Les rêves sont tout cela et bien plus encore : un mystère vivant,
une réalité sauvage et une source d’amour.
C’est de la relation vivante avec les rêves dont je veux vous
entretenir aujourd’hui. Ce faisant, j’ai à l’esprit les mots
de mon enseignant spirituel Richard Moss dont je regardais une vidéo
hier dans laquelle il nous invitait à considérer la relation comme
un être vivant. Toutes nos relations, à commencer par notre
relation avec nous-même, la relation avec autrui, la relation avec
la Terre, la relation avec le grand Mystère d’être. C’est un
changement radical de paradigme que de considérer la relation comme
étant un être vivant ayant ses propres besoins, sa propre vie et sa
propre intelligence. Par exemple, dans le dialogue entre deux êtres,
il se produit un shift radical en considérant qu’une fois
entendus les besoins et points de vue de chacun, la relation a son
propre point de vue et ses besoins propres à exprimer. Tout à coup
se produit un élargissement de perspective. En termes spirituels,
nous pouvons parler alors de l’irruption du Saint Esprit qui relie
les deux que sont le Père/Mère et le Fils/Fille. Il est qualifié
de « saint » car l’ultime de la relation est l’Amour
qui ré-unit les deux en une unité, qui les amène à se
re-connaître.
Voilà pour le contexte spirituel du travail dont je veux vous
parler, qui n’est qu’un élément d’un Travail plus vaste que
Byron Katie comme Richard Moss, et avant eux d’innombrables
enseignants, ont appelé simplement « the Work ». Le
Travail de conscience. Il n’a qu’une visée : la libération
de la conscience de toutes les illusions qui l’enchaînent.

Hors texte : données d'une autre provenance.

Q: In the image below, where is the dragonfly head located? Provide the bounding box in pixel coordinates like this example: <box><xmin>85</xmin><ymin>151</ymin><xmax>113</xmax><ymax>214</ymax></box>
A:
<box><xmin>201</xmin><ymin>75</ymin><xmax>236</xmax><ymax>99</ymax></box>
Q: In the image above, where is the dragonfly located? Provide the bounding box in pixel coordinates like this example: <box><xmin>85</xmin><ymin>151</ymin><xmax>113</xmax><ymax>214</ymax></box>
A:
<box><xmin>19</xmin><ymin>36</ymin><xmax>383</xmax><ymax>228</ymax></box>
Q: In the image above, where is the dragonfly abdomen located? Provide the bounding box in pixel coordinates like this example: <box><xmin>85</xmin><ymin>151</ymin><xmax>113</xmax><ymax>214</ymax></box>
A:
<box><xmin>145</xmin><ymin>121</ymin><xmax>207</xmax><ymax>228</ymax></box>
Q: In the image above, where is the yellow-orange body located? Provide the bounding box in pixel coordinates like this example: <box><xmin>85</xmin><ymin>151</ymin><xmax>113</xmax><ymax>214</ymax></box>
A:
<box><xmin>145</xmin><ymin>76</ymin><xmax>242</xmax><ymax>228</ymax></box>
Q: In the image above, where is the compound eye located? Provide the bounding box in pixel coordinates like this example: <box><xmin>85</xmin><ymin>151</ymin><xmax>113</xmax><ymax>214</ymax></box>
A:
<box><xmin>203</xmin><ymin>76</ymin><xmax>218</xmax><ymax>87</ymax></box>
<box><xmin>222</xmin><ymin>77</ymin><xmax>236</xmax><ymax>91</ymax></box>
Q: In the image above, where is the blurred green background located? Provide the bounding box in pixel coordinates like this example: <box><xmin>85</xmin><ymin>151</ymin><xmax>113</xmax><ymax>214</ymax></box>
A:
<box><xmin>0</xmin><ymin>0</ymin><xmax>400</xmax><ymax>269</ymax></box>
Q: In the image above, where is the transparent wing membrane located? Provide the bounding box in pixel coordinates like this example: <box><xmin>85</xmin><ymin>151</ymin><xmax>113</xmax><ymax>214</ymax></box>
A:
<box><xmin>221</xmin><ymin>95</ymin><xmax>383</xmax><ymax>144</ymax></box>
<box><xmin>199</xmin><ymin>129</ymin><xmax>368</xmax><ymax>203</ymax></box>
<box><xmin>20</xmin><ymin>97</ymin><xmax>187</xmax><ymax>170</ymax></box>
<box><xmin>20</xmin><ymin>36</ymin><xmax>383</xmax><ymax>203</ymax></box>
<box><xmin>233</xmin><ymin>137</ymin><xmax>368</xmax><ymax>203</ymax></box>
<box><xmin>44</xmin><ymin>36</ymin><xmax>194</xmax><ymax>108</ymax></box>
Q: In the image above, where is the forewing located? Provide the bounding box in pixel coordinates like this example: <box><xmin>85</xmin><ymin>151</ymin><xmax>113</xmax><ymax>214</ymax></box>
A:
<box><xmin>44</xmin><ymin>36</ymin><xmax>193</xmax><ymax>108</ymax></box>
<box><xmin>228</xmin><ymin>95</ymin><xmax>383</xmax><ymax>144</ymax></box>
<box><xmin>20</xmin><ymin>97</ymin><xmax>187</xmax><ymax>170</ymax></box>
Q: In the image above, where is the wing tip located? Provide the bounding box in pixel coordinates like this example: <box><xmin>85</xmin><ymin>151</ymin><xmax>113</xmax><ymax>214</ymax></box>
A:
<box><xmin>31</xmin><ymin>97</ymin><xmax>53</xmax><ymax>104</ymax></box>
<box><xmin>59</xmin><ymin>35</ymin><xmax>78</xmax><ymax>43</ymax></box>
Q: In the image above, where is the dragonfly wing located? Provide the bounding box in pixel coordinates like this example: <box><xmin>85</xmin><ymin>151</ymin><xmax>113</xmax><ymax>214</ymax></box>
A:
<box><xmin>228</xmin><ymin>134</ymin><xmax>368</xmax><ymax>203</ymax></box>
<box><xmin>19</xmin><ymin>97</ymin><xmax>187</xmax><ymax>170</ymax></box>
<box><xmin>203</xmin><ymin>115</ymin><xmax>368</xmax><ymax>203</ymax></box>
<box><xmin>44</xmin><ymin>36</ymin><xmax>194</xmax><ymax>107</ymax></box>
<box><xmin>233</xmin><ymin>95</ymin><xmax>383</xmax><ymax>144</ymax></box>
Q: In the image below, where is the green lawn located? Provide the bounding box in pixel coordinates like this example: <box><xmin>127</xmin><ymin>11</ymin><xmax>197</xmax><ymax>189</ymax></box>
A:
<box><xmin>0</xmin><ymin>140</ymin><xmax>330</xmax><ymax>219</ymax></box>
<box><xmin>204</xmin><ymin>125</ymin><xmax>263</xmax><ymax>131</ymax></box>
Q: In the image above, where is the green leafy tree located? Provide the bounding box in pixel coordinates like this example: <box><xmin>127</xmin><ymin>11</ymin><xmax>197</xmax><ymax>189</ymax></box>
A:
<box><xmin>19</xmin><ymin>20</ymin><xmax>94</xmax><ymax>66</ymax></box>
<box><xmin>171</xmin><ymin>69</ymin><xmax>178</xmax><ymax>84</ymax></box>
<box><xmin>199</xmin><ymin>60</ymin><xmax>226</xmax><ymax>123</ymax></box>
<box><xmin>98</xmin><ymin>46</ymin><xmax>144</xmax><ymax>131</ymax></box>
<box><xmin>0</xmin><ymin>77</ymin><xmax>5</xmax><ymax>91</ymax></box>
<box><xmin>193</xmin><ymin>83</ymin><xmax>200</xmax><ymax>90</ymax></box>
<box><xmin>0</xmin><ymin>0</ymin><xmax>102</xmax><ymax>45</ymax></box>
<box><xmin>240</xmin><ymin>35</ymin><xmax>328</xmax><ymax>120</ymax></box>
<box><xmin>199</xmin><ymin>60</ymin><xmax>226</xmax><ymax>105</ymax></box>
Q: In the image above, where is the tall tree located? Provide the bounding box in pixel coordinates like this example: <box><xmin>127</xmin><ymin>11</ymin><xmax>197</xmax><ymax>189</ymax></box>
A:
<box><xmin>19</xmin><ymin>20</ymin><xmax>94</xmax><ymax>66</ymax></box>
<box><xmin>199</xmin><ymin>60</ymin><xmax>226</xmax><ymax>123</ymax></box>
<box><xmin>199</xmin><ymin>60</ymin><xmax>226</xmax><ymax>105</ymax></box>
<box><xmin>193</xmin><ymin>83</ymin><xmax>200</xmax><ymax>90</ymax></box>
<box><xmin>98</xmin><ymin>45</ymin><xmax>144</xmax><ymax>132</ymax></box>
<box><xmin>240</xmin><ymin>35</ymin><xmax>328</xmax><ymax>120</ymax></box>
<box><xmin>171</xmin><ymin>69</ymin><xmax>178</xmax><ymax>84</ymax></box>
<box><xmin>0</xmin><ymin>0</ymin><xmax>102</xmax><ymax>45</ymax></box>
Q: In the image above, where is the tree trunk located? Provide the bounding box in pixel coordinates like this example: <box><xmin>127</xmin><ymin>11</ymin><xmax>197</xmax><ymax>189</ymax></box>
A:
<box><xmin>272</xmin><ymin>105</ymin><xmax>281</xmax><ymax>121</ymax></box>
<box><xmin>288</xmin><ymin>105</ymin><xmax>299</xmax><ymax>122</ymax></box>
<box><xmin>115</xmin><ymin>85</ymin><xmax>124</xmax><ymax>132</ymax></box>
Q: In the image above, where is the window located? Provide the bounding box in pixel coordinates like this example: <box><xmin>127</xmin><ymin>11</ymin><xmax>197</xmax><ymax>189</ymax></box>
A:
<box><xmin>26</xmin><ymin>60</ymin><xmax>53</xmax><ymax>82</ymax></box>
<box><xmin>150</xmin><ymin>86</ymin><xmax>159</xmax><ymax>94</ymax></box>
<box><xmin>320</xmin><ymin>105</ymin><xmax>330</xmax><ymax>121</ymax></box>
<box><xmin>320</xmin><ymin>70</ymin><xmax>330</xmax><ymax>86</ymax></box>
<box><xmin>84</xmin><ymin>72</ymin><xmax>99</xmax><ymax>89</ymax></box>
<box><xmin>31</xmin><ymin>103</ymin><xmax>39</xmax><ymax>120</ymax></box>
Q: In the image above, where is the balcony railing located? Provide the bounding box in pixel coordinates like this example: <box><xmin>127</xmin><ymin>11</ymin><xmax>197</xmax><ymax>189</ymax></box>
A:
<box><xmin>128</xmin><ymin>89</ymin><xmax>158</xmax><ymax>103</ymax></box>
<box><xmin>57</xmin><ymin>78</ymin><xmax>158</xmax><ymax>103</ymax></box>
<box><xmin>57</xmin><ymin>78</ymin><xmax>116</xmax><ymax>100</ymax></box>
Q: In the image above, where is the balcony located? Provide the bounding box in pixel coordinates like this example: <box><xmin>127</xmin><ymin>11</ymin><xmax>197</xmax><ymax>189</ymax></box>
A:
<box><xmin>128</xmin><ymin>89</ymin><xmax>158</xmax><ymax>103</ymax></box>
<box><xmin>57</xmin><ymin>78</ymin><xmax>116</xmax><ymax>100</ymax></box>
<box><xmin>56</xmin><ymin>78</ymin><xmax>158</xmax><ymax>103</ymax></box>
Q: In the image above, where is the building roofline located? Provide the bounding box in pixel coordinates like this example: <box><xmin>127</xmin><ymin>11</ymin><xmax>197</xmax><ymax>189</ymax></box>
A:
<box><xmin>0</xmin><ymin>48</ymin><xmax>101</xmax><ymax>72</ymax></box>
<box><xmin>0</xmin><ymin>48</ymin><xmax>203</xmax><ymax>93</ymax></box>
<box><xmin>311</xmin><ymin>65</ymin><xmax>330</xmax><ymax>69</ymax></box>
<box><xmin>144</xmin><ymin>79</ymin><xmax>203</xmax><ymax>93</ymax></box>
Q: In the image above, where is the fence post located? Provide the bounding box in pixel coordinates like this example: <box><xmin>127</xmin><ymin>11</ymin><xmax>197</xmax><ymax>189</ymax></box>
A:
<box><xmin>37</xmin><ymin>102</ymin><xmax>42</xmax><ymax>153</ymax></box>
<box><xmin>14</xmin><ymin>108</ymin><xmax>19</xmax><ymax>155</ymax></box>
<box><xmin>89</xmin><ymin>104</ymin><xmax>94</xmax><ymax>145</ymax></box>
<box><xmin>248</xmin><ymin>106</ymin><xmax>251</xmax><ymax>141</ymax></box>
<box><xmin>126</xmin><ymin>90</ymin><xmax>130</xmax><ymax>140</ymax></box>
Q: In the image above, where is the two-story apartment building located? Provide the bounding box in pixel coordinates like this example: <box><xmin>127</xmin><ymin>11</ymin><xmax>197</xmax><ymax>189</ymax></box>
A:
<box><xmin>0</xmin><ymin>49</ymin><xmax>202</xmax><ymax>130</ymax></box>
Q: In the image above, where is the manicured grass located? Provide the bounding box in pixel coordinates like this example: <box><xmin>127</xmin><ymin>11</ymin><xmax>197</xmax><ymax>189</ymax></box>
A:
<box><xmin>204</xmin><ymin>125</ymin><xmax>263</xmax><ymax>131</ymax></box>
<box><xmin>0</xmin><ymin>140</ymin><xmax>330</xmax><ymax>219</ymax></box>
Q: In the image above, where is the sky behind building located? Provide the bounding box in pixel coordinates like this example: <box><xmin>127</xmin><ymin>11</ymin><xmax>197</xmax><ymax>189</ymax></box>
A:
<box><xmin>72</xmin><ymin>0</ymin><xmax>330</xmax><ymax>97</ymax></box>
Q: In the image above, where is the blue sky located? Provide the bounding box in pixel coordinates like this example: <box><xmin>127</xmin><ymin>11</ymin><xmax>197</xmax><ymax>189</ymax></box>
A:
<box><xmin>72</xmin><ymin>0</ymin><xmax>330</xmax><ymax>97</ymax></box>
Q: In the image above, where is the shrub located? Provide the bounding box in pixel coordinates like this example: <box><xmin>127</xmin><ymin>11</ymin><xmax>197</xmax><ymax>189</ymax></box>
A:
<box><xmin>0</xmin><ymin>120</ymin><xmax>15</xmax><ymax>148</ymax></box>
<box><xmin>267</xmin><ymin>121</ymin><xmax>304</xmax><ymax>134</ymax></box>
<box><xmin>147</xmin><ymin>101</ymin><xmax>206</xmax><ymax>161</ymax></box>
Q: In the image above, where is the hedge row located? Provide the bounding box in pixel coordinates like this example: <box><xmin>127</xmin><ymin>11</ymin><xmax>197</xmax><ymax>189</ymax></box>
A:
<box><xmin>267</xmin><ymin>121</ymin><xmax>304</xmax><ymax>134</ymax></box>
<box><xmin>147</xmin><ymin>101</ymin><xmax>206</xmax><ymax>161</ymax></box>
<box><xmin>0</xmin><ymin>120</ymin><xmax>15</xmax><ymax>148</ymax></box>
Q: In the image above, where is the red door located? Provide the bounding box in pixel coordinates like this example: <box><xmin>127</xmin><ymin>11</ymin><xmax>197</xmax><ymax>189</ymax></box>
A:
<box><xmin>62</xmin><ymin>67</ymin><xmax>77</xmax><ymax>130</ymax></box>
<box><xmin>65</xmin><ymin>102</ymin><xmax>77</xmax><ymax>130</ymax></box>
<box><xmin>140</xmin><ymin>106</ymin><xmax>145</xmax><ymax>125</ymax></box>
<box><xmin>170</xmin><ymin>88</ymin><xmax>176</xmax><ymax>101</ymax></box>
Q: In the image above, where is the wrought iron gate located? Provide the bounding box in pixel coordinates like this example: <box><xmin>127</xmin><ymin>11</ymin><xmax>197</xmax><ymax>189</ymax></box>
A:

L’éveil, la sortie du grand sommeil dans lequel nous sommes
tou.te.s plongé.e.s. J’en ai amplement parlé dans un article
présentant ce que j’appelle la
voie du rêve, où le paradoxe est qu’il faut
traverser le rêve pour sortir de notre endormissement, de l’hypnose
dans laquelle nous maintient notre attachement aux choses
extérieures.
Cela fait longtemps que j’explore le croisement entre le travail
avec les rêves et la méditation, ou plus précisément, le mariage
entre rêves
et pleine conscience.
Richard Moss |
Le travail avec les rêves ne peut donc se réduire à une pratique
psychothérapeutique poursuivant des buts de développement personnel
de bien-être à tous prix. La recherche d’une guérison, d’un
chemin hors de la souffrance, est souvent le point
d’entrée dans le travail avec les rêves,
tout comme il est le point de départ de toutes les voies d‘éveil
selon les Quatre Nobles Vérités du Buddha Gautama. Mais en écoutant
les rêves, nous faisons une découverte dont mon grand-père
spirituel Carl Jung a abondamment parlé : il y a quelqu’un en
nous qui sait ce qui est bon pour nous, qui nous connaît mieux que
nous-mêmes, qui nous prend volontiers par la main pour nous emmener
à la rencontre de nous-mêmes, de Qui nous sommes vraiment.
Voilà donc que nous parlons du fameux Inconscient qui est la source
des rêves. Disons-le, c’est un épouvantail à moineaux auquel les
idiots qui ont besoin de certitudes accrocheront toutes sortes de
fantasmes, mais la seule définition valable de l’inconscient est
celle qu’en donnaient Freud et Jung qui proposaient là un concept
négatif qui n’affirme rien mais désigne tout ce dont nous sommes
inconscients à propos de nous-mêmes. L’inconscient,
c’est ce qui est hors du champ de notre conscience et dont nous ne
pouvons rien savoir directement, dont nous ne pouvons pas donc parler
autrement qu’en termes négatifs. Nous ne pouvons le connaître
qu’à travers ses « rejetons », c’est-à-dire la
façon dont il intervient dans notre vie psychique au travers des
rêves, mais aussi des idées qui nous viennent, de nos fantasmes et
de nos imaginations, de nos obsessions et nos omissions, de nos
émotions, de nos lapsus linguae, de nos attirances et nos
répulsions, de nos symptômes, etc.
Dans
l’inconscient, il semble qu’il y ait d’une
part tout ce que nous avons oublié de nous-mêmes et de notre
histoires, nos mémoires, qui ne sont pas des mémoires simplement
personnelles mais dans lesquelles on retrouve des mémoires
familiales, transgénérationnelles et bien au-delà, des mémoires
qui nous ramènent au commencement des choses, à toutes nos âmes.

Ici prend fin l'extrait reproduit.